To: Ilaine who wrote (34499)10/25/1998 4:31:00 AM
From: wily  Read Replies (1) | Respond to of 132070
 
>> what entitles me to assume that consumer demand will rise enough to absorb all the additional production

There was a guy named John Makin who was interviewed on NPR a few weeks ago and his theory went like this: The growth of industrial economies was supported by consumer demand, and consumer demand was supported by wages that represent at least a partial sharing in the profits of business. Exploitive and manipulative practices of international companies have created capacity in less-developed-countries, while not sharing locally in the wealth so produced. Thus, increased capacity is not paced by consumer demand--the workers don't make enough to buy the goods they are producing. Result: global overcapacity.

The book being plugged was written in the eighties, and I've just started it: "The Global Debt Crisis"

wily



To: Ilaine who wrote (34499)10/25/1998 11:31:00 AM
From: Knighty Tin  Read Replies (3) | Respond to of 132070
 
Coby, I totally agree about reading folks with whom you disagree. I find William F. Buckley's arguments stimulating and, very rarely, he can even make me change a position I hold. But the writer has to be bright and at least semi-honest. Reading a twit like Steve Forbes just irritates me no end. Ditto for market sages. I can get a lot from Barton Biggs or Leon Cooperman or Ray DeVoe even when I think they are out to lunch. But the intellectual dishonesty of an Abbey Jo or Joe Battipaglia leaves me cold even on the rare occasions I agree with them.

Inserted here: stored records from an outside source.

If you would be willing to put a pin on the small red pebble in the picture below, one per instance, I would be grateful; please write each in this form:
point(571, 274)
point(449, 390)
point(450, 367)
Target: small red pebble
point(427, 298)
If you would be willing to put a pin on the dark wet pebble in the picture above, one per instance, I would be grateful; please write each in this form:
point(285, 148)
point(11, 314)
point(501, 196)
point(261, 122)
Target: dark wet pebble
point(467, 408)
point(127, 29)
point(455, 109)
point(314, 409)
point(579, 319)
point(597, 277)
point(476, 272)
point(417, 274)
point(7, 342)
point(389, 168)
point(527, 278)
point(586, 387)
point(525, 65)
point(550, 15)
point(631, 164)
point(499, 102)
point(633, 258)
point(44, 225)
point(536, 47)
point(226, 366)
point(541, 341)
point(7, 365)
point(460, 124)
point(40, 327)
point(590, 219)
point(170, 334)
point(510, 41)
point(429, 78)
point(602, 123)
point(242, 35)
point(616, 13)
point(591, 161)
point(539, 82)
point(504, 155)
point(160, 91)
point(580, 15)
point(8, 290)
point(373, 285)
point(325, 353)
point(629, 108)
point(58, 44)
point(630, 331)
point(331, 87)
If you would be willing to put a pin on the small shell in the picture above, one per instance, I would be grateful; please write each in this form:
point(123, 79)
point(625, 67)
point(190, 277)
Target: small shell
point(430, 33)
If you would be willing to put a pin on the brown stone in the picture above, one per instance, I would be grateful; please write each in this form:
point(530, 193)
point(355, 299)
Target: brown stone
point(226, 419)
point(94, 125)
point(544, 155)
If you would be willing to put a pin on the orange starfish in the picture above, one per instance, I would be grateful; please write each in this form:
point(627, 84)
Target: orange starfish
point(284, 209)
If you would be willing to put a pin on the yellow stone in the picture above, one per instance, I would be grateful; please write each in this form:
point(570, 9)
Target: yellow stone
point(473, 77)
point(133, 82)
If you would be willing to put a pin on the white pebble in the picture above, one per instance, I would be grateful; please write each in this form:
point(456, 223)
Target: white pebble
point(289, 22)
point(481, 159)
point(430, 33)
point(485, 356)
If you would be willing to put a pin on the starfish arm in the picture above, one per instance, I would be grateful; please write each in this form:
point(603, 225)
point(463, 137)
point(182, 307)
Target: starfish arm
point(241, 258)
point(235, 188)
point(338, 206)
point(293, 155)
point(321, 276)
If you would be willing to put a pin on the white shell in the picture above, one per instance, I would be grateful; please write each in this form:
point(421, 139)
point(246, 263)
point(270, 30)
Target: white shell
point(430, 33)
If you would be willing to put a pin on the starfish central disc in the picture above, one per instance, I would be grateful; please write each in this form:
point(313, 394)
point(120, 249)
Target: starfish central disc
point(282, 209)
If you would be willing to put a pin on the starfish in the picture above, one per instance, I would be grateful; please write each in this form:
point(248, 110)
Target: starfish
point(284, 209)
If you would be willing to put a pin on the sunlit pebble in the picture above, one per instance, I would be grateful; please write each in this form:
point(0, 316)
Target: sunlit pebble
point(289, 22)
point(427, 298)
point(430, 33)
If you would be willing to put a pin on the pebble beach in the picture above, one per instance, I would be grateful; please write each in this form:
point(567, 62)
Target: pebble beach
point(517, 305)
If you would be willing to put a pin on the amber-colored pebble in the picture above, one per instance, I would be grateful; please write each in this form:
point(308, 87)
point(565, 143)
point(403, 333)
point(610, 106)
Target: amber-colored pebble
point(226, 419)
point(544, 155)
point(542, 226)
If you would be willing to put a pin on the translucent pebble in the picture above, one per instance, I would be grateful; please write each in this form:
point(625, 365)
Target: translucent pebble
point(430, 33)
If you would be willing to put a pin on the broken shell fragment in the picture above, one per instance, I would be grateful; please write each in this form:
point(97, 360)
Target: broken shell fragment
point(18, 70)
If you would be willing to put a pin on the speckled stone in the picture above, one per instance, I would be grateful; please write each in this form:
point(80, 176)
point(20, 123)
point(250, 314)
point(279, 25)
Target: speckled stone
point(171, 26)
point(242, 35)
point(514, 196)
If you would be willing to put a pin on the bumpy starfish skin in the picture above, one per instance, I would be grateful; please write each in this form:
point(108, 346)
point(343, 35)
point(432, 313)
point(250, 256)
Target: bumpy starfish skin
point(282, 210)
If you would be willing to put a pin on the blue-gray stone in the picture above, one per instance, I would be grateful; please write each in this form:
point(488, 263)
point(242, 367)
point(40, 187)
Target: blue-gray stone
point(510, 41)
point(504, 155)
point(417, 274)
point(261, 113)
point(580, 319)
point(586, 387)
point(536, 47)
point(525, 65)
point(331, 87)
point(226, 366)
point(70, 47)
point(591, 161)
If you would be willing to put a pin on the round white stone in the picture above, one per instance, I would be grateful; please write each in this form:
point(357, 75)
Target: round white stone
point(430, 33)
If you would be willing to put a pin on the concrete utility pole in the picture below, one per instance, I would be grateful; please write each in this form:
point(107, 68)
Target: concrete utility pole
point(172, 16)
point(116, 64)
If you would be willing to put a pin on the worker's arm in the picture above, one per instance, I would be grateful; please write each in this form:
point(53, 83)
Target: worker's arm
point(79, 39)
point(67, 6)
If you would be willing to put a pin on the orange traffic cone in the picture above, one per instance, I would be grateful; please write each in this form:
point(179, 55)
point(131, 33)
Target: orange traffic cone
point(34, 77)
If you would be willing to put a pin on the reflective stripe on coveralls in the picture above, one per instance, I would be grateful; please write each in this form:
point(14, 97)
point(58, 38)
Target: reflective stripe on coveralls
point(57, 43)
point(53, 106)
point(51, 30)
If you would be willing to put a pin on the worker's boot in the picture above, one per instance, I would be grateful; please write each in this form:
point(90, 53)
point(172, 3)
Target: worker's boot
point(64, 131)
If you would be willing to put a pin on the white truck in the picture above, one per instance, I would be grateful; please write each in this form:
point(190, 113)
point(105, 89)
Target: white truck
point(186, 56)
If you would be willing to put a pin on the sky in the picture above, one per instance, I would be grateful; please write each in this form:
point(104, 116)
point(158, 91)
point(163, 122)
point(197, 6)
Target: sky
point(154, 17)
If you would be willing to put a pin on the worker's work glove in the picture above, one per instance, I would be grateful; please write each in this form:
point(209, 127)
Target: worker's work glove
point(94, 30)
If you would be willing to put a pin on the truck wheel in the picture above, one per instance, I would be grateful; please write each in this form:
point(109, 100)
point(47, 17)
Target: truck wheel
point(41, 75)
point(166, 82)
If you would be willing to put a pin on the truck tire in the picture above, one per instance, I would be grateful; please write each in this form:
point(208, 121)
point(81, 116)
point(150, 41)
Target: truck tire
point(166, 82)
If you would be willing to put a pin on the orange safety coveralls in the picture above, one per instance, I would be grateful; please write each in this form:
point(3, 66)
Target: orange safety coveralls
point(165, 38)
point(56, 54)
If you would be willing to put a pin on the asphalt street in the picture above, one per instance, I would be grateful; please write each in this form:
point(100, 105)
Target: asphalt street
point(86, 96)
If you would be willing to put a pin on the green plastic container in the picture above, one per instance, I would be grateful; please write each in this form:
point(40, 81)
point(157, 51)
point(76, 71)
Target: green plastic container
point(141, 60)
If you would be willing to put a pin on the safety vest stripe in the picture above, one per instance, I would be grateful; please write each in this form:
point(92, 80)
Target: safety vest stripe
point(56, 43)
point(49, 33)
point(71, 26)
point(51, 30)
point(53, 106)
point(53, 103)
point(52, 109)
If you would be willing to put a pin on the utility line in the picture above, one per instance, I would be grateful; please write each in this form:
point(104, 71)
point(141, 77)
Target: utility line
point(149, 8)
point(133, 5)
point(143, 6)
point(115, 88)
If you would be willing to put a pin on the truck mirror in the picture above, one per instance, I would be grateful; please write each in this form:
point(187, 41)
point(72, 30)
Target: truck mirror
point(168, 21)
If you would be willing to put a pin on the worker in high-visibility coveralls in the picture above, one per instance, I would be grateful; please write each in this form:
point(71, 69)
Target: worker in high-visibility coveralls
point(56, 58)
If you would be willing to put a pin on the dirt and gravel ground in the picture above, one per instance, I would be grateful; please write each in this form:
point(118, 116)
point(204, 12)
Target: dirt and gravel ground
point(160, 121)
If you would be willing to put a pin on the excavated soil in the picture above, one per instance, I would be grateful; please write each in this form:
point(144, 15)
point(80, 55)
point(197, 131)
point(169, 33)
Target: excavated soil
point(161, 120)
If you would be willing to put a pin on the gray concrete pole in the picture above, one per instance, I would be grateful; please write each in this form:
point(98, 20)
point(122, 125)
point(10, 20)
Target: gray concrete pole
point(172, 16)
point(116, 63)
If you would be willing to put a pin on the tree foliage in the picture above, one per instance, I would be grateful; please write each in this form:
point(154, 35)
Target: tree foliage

The first Krugman argument about demand very poor. If production doubles, income does not double. Price goes down. If it declines less than 50%, then income increases, but it sure does not double. How an economist can ignore price is beyond me. He sounds like a chip analyst. Before the current crash, they had estimates of Micron Tech earning $17 in fiscal 1997. Why? Because they were becoming much more efficient producers. Last time I looked MU was not earning $17. Or even 17 cents. <G> The easy example is farm products. If twice as much corn and wheat are grown, are you going to double your purchases of cereal? If twice as many pc boxes are produced, are you going to build on to your house to store new purchases? <G> Nope. Unit demand may increase, but, dollar demand will either increase on a much flatter slope or even decrease.

What the guy is saying is that if my income doubled, I would eat twice as many bowls of cereal and buy another couple of pcs. I may trade up from a Honda to an Acura, but I won't buy two cars, either. Using my always handy horse racing analogies, if purses are doubled at Churchhill Downs, Pat Day can still only ride one horse in any given race. Well, he could ride two at a time in a circus bit, but the odds of winning decrease immensely when the jockey does that. <G>

I agree about Russia, though I think we have to use the adjective "organized" very loosely when we talk about anything Russian. As Karl Marx once said, When a Russian walks into a room, everything immediately turns into chaos. Part of that was normal German prejudice against anything Slavic, but part of it has a ring of truth.

Money will flow out of US markets as long as AG continues his attack on the dollar by lowering interest rates. BTW, with our imports and trade deficit, we could see CPI rise because of the weaker dollar.

The Asian components were not obsolete. They sold well over here. The problem was that the great growth engine, pcs, in dollar terms, stopped growing at 40% a year and now grow in the low single digits. Though unit demand is up, price is lower. Since there are no decent new apps, price is all boxmakers have to offer. And to get price, they have to pay low dollar for components. And they are. The Asians, and most American firms, and nearly all financial analysts, simply extrapolated a one time boom in box buying infinitely into the future. Dumb idea, but one I couldn't talk hardly anyone out of in early 1995. <G>

This Clinton thing reminds me so much of Watergate that it is scary. Every time I hear, "it is just sex," I remember, "you do not impeach the most popular President in US history over some third rate burglary." I am sad that the Democrats are just as dishonest on Slinton's perjury as the Republicans were on Nixon's rigging of a US election.